I totally know what you mean and definitely agree! It's one thing that I do really consistently in every facet of our training except for heelwork. I'm not sure why! But I was recently thinking about how I needed to be making that clear. Perfect suggestion, thanks!


----------



## DJEtzel (Feb 11, 2010)

Can anyone else give some constructive criticism?


----------



## Steve Strom (Oct 26, 2013)

Hey DJ, something else thats not really a criticism, just something I keep in mind. I know you just turned on the camera, spur of the moment, but I don't like doing any heeling inside like that. Nothing beyond attention work. As soon as you're going to move, I want it outside, in drive. I'd rather have forging then lagging.


----------



## lalachka (Aug 13, 2013)

I can't see the video. I can't critique but i want to see what Steve meant


----------



## onyx'girl (May 18, 2007)

I agree with getting outside, longer strides will show the dog better.

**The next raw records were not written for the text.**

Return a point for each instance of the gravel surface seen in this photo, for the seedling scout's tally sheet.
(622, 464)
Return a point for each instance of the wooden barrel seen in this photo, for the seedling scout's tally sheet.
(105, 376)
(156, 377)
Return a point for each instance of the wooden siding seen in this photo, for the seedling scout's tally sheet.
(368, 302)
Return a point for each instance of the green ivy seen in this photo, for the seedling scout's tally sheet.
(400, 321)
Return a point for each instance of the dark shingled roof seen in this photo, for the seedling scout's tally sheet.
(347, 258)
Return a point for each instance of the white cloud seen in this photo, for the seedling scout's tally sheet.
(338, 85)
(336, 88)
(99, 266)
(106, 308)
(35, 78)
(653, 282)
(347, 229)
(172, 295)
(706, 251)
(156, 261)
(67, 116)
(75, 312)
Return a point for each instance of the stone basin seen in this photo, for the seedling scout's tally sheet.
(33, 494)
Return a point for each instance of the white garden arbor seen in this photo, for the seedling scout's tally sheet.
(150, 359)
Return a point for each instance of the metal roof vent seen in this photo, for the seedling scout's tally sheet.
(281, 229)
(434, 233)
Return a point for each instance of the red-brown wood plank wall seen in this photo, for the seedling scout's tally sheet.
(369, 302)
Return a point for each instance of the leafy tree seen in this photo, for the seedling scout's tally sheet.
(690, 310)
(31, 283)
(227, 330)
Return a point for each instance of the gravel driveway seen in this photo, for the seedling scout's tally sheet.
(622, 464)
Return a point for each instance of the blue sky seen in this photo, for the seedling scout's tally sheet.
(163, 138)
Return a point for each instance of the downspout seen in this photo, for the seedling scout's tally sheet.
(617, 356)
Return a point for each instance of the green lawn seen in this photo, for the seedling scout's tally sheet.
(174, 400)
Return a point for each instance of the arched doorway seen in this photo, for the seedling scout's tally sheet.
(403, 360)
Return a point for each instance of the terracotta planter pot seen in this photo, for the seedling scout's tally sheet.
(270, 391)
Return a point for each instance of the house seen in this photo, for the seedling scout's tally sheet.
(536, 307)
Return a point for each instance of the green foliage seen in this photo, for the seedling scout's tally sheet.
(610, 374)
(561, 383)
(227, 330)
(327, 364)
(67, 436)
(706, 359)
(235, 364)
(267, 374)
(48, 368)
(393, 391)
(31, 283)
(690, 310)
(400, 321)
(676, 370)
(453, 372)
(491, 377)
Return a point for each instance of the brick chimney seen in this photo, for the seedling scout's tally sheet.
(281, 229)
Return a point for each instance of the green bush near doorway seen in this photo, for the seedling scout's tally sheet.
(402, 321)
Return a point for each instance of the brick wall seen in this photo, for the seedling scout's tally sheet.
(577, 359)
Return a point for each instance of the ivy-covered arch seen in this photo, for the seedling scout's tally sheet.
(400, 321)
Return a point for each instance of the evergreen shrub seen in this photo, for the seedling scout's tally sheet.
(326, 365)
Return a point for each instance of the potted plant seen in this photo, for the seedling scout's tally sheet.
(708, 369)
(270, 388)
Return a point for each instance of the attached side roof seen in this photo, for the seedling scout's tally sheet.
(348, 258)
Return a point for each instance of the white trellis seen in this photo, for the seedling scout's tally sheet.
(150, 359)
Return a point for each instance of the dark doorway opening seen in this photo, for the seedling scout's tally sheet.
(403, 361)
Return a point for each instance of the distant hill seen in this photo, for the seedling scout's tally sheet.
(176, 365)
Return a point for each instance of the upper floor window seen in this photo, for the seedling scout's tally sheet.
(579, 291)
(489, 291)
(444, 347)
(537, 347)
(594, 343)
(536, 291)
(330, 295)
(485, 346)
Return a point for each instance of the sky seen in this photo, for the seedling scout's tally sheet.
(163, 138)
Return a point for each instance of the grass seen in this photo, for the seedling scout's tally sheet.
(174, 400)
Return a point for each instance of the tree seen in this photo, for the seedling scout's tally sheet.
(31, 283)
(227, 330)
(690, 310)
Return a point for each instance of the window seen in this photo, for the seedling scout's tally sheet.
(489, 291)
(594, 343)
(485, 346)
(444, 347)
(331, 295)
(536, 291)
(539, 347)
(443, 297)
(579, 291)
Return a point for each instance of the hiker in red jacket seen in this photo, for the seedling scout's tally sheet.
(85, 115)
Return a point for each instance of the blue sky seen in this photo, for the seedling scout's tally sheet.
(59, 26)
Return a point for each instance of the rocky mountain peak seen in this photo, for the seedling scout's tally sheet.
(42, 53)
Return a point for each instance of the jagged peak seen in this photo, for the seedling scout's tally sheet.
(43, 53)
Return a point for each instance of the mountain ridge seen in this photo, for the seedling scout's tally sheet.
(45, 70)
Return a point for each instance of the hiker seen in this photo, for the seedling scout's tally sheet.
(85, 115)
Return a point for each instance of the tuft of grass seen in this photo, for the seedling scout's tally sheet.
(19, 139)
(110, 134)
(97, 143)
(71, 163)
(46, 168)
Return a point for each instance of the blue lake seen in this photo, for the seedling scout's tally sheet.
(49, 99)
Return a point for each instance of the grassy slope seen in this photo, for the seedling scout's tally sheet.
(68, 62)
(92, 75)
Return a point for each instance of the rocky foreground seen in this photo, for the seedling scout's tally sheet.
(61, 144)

Adding distractions besides the bones/toys on the floor may be a challenge for a younger dog. 
I couldn't hear many of the verbal communication over the music, so don't know if he was offering or doing what he was commanded. 
I like to mix up the positions, keep the dog guessing on what comes next. 
His heel position/focus is nice! Agree with not letting him sniff for dropped treat.


----------



## lalachka (Aug 13, 2013)

can you post a full link to it? I'm getting forwarded somewhere weird


----------



## onyx'girl (May 18, 2007)

https://www.youtube.com/watch?v=wO2pREyv3o8


----------



## lalachka (Aug 13, 2013)

thank you!! this works


----------



## Packen (Sep 14, 2008)

It all depends what the goal is. The level of engagement in video is good for a few seconds of work in high distraction environment before you lose the dog. 

Engagement is everything, it has to be fun for the dog and the dog has to want to be with you and push you and push you for more. Only then heeling will last 10-15 minutes out there.


----------



## szariksdad (Jun 25, 2010)

Overall I like the heelwork, but agree with Packen need more drive for the food. A few small things to notice you let him start off right away with a hover but instead of complete sitting. Next at 0:29 his front shoulder is not beside your knee and gets rewarded. Then at 2:22 you do I believe a recall but he does not come in and finish in front of you before finishing by your side. This is all based on IPO heeling. For food if he drops a piece I don't let him get it instead he has to work for the next piece, in essence loses the reward because he goofed. Just food for thought.


----------



## DJEtzel (Feb 11, 2010)

onyx'girl said:


> I agree with getting outside, longer strides will show the dog better. Adding distractions besides the bones/toys on the floor may be a challenge for a younger dog.
> I couldn't hear many of the verbal communication over the music, so don't know if he was offering or doing what he was commanded.
> I like to mix up the positions, keep the dog guessing on what comes next.
> His heel position/focus is nice! Agree with not letting him sniff for dropped treat.





Packen said:


> It all depends what the goal is. The level of engagement in video is good for a few seconds of work in high distraction environment before you lose the dog.
> 
> Engagement is everything, it has to be fun for the dog and the dog has to want to be with you and push you and push you for more. Only then heeling will last 10-15 minutes out there.





szariksdad said:


> Overall I like the heelwork, but agree with Packen need more drive for the food. A few small things to notice you let him start off right away with a hover but instead of complete sitting. Next at 0:29 his front shoulder is not beside your knee and gets rewarded. Then at 2:22 you do I believe a recall but he does not come in and finish in front of you before finishing by your side. This is all based on IPO heeling. For food if he drops a piece I don't let him get it instead he has to work for the next piece, in essence loses the reward because he goofed. Just food for thought.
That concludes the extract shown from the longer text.